Lu called in the morning while I was in bed trying not to face the predictable hangover.
"Brighty died." Lu siad, briefly.
And I was wide awake, zero hour.

You don't need to know all the details. It was tiring of course. Also I don't want to tell you what I went through in the week. You know you know, you don't know you don't. But there's one thing I want to say.
That morning when Cho came to the hospital, she was crying like...like...like what? Use your imagination, or memory. What I didn't know before seeing her, was that I had no words to say to her. It was hard, what do you want to say? You stand beside her, silently, seeing her all crying, holding her hand, cuddling her shoulders, speechlessly.
Seeing it from now, I was selfish making her the CD. I wanted so much to say something to her, but couldn't. Only once in my life time, I decided to do one thing, and dared to ask the world to help. And the world did, at least two in the world did help me.

"This CD is made to be forgotten." So I wrote in a sheet attached with it.
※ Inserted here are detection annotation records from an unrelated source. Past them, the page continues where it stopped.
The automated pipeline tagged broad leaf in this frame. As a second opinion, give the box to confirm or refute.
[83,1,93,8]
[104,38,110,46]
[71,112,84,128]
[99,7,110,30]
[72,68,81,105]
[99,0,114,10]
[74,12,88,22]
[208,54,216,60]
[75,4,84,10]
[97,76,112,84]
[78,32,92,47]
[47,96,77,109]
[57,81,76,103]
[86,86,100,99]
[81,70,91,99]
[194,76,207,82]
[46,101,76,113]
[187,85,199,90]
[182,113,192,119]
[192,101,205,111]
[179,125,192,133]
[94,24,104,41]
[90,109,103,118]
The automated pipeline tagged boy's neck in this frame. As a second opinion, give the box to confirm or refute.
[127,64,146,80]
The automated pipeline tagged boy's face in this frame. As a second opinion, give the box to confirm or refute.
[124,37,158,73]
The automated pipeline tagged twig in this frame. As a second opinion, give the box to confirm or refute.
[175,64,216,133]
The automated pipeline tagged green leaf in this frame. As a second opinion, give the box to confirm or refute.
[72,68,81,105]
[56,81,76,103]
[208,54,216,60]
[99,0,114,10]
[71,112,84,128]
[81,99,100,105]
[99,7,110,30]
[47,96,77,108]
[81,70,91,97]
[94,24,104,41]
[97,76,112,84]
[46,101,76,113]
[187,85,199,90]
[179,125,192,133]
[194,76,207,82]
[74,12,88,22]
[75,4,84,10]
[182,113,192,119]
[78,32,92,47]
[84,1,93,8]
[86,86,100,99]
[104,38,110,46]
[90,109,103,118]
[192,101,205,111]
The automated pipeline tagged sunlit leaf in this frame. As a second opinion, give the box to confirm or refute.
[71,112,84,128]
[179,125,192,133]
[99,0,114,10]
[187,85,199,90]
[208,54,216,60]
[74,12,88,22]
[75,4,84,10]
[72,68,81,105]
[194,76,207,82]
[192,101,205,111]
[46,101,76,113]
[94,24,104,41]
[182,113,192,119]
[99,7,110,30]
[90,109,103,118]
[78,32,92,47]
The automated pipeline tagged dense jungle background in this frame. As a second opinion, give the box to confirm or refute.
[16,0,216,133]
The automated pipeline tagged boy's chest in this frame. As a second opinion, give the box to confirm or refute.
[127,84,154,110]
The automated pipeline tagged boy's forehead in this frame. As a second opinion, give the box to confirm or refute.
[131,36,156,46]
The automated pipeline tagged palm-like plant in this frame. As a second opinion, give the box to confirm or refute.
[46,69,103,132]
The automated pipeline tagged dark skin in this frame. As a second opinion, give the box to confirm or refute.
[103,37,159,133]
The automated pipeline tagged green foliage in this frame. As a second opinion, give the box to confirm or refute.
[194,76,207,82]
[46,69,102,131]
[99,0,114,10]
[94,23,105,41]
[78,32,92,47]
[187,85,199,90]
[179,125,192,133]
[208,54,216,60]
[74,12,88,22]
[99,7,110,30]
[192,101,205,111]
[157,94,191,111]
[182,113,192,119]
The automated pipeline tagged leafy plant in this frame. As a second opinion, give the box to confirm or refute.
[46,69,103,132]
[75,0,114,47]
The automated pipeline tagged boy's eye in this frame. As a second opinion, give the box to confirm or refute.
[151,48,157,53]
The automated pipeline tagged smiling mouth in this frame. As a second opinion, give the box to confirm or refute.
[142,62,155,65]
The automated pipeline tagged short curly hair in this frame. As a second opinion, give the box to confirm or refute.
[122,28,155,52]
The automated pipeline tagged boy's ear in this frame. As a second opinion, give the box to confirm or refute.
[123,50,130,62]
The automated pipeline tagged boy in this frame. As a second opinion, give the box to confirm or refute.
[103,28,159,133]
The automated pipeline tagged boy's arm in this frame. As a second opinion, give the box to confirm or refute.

JC met Brighty and I only one month before her death, in the most unlikely situation, a gay coffee shop, run by the only homosexual book store in Taipei. As I said at the beginning, JC and Brighty successfully covered their sexuality, even from each other. So it was one of the classic surprising bumping-into-each-other I would say. JC was so embarrassed, Brighty and I tried very hard not to expose her, only politely leaving her our number and email.
JC finally find someone she could talk to about her situation, and Brighty took her responsibility, sharing with her all the knowledge she gained from many times of struggles. They had similar background, similar troubles.
So when Brighty died, JC cried like hell over the phone.
Yet one would be surprised how strong and independent JC achieved after that.

Before launching to UK, I visited Brighty's tomb. On the picture she smiles just the way she used to be. So bright, no worries nor doubt in her eyes. It's we that stay in this world that doubt and worry.

Cho is happily with her girl friend now. My CD had come to where it belonged, somewhere forgotten.